A vulnerabilidade de escalonamento de privilégios "MiniPlasma" também deve ser levada a sério, pois demonstra que uma falha já conhecida desde 2020 e supostamente corrigida continua, aparentemente, explorável. Isso levanta questões sobre o acompanhamento e a distribuição de atualizações de segurança por parte da Microsoft e reforça que as empresas não devem confiar apenas na existência de uma correção, mas devem verificar regularmente sua eficácia real.
Dicas práticas
- Restringir consistentemente o acesso físico aos dispositivos, por exemplo, por meio de controles de acesso a salas com equipamentos de TI sensíveis e de senhas de BIOS/UEFI que impeçam a inicialização a partir de dispositivos de armazenamento externos.
- Desativar ou restringir, sempre que possível, as portas USB em sistemas críticos por meio de política ou solução de hardware, quando não houver necessidade operacional.
- Monitorar especialmente o ambiente de recuperação do Windows e as opções de inicialização em sistemas afetados (Windows 11, Server 2022/2025) e dificultar tecnicamente o acesso a eles, por exemplo, por meio de diretivas de grupo apropriadas.
- Verificar regularmente o status das correções em vez de confiar apenas na instalação de uma atualização — especialmente no caso de vulnerabilidades mais antigas já reportadas, como a CVE-2020-17103.
- Instalar prontamente as atualizações atuais do Windows, já que, segundo o relatório, a Microsoft já corrigiu silenciosamente a falha "RedSun" no último Patch Tuesday.

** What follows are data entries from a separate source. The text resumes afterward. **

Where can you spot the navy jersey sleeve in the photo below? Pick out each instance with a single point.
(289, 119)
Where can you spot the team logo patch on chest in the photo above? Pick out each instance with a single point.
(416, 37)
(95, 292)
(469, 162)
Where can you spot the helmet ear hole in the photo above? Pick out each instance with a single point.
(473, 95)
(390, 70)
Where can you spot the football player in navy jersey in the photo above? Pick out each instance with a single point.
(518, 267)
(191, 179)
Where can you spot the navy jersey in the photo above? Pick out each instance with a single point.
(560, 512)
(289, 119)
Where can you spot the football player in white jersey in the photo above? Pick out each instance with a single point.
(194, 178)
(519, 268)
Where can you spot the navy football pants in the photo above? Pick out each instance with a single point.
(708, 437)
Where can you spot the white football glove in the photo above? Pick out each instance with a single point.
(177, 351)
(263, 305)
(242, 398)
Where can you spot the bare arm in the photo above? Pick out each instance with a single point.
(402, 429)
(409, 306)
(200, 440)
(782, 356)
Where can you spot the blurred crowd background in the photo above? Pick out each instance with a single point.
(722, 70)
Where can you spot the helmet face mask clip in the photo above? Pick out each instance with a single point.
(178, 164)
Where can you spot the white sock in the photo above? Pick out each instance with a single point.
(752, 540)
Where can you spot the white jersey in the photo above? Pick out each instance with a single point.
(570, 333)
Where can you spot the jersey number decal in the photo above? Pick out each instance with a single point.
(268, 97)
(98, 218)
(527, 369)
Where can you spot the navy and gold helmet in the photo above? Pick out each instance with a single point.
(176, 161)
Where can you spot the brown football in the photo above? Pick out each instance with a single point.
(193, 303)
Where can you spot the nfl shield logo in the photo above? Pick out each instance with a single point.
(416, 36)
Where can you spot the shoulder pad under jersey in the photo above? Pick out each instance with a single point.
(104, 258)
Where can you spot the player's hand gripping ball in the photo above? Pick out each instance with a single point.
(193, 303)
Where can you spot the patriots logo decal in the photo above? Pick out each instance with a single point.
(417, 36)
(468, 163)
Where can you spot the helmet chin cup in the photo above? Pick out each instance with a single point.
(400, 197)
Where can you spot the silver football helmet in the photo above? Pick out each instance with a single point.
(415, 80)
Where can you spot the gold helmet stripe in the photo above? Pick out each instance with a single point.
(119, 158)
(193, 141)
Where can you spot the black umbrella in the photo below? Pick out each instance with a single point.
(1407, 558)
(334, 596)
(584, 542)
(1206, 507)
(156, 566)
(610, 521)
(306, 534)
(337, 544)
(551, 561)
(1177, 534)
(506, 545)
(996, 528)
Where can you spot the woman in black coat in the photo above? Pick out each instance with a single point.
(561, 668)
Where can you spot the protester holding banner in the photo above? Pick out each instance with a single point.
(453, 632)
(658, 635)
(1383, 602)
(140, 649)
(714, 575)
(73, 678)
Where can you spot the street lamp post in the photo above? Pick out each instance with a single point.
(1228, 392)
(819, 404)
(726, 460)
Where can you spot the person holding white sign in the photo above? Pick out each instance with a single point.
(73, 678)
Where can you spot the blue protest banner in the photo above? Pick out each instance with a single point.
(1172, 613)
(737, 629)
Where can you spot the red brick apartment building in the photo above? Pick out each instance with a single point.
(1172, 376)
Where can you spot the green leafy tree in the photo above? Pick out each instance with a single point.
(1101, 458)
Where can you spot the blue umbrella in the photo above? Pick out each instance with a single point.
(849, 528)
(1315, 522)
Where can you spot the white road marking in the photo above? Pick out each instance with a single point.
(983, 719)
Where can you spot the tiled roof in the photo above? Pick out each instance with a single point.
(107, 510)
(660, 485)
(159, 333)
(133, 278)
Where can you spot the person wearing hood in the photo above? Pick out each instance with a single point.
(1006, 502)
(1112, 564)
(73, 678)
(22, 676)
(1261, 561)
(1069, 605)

- Em ambientes especialmente sensíveis, avaliar medidas adicionais de segurança física, como o armazenamento de hardware sensível em cofres de depósito ou armários de servidores protegidos, para impedir desde o início o acesso físico não autorizado.
Perspectivas
Resta saber como a Microsoft reagirá aos relatos sobre "YellowKey" e "MiniPlasma" e se correções oficiais com as respectivas entradas CVE serão publicadas em breve. O fato de o funcionamento exato da falha do BitLocker ainda não estar totalmente compreendido, segundo os relatos, também sugere que novas investigações por parte da pesquisa de segurança devem ocorrer. Até lá, os responsáveis de TI não devem negligenciar a proteção física de seus dispositivos como uma camada de proteção complementar à criptografia de disco, já que ficou demonstrado que mecanismos de proteção baseados apenas em software não conseguem garantir proteção completa.